Centered around the devastating wildfires that have already scorched millions of acres in the western United States, the roughly 10-minute dialogue was the most that the topic has been discussed in an election debate since 1988, according to climate scientist Eric Holthaus. It was also the first time in 12 years that a presidential debate moderator asked a question about climate change, a shift that indicates how important the issue of global warming is to American voters now.

“You guys I am so happy they talked about climate change for 10 minutes, and they were pretty good questions. We are in a climate emergency, and we got a tiny bit closer to that answer tonight,” Holthaus tweeted Tuesday following the debate.

He also acknowledged the importance of addressing global warming on the debate stage, particularly after climate change was notably absent from the list of topics selected by the moderator Chris Wallace and released by the Commission on Presidential Debates on Sept. 22.

“That doubles the total amount of time in all 2000 minutes of presidential debates since 1988,” Holthaus said.

That sentiment was echoed by other climate scientists who have long waited for significant political action at the federal level to address climate change.

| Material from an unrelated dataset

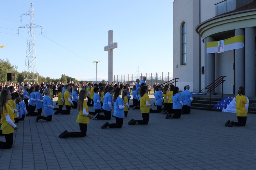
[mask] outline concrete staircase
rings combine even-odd
[[[234,95],[224,95],[223,97],[234,97]],[[222,99],[221,95],[213,95],[211,98],[211,107],[209,108],[210,96],[208,95],[192,95],[193,101],[191,103],[191,109],[205,110],[207,111],[221,112],[222,109],[212,108],[213,105],[220,101]],[[256,98],[249,99],[249,108],[248,113],[256,114]]]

“I'm really glad that climate change was brought up in last night's debate,” said Julie Caron, a climate scientist at the National Center for Atmospheric Research in Boulder, Colorado. “It’s an important issue that impacts a number of aspects of people’s lives here in the U.S. and around the globe, including health, safety and national security.”

But in terms of where President Donald Trump and former Vice President Joe Biden stand on the issue, they remain far apart.

Trump failed to explicitly acknowledge the role humans have played in causing climate change, even after Wallace pressed him on the topic. In discussing the wildfires in the West, the president blamed poor forest management for the blazes, returning to an idea he has often cited about how wildfires could be avoided by raking the forest floors.

Scientists have said that forest management does play a role in wildfires — essentially because dead trees and dried-out leaves act as “fuel” for fires — but studies have shown that climate change is making wildfires more frequent and more intense.

“Trump's comments were largely in line with his previous statements, notably his continued, mostly wrong, and overly-narrow focus on forest management practices as the cause of wildfires, which the science does tell us are fueled by a changed climate,” Nathan Hultman, director of the Center for Global Sustainability at the University of Maryland, said.

In the nearly four years he’s been in office, Trump has dismantled numerous environmental policies and has rolled back more than 100 regulations that are designed to preserve clean water and clean air and curb greenhouse gas emissions.

“I want crystal clean water and air. I want beautiful, clean air,” Trump said during the debate. “We have the lowest carbon. Look at our numbers now. We are doing phenomenal.”

Though carbon dioxide emissions in the U.S. have dipped in recent years, scientists have said that the trend will likely be reversed as a result of the Trump administration’s dismantling of environmental regulations.

“That's the biggest lie he's told tonight, and there have been some biggies,” Michael Mann, a climate scientist at Pennsylvania State University, tweeted after Trump’s assertion about having the “lowest” carbon emissions.

Biden, on the other hand, has made climate change a focus of his campaign. In July, he released a $2 trillion plan to build a clean energy economy that includes the ambitious goal of achieving a 100 percent clean electricity standard by 2035.

Though Biden’s climate plan is not as far-reaching as the proposed Green New Deal championed by Rep. Alexandria Ocasio-Cortez, D-N.Y., and Sen. Edward J. Markey, D-Mass., it has been met with praise from climate scientists and environmental activists.

Trump attempted to sow divisions between Biden’s camp and the supporters of the Green New Deal, claiming that Biden’s failure to support the plan meant he “just lost the radical left.”

Ocasio-Cortez dismissed the notion, tweeting in response: “Our differences are exactly why I joined Biden’s Climate Unity Task Force — so we could set aside our differences & figure out an aggressive climate plan to address the planetary crisis at our feet. Trump doesn’t even believe climate change is real.”

In the debate, Biden also reiterated his plan to rejoin the Paris Agreement and work with global partners to reduce greenhouse gas emissions. Trump announced plans in 2017 to quit the landmark climate accord, a move that has been widely criticized by climate researchers.

Yet for all the debate’s vitriol, experts said, it’s important that climate change was a featured topic. A Pew Research Center survey conducted in March found that 60 percent of Americans say that climate change is a major threat to the U.S., up from 44 percent in 2009. The inclusion of climate issues in the presidential debate “reflects the heightened political and grassroots interest in the subject,” Hultman said.

“The presidential debate yesterday, while contentious, did appropriately focus attention for a significant time on the challenges of climate change and the opportunities for responding through our U.S. and international policies,” he said.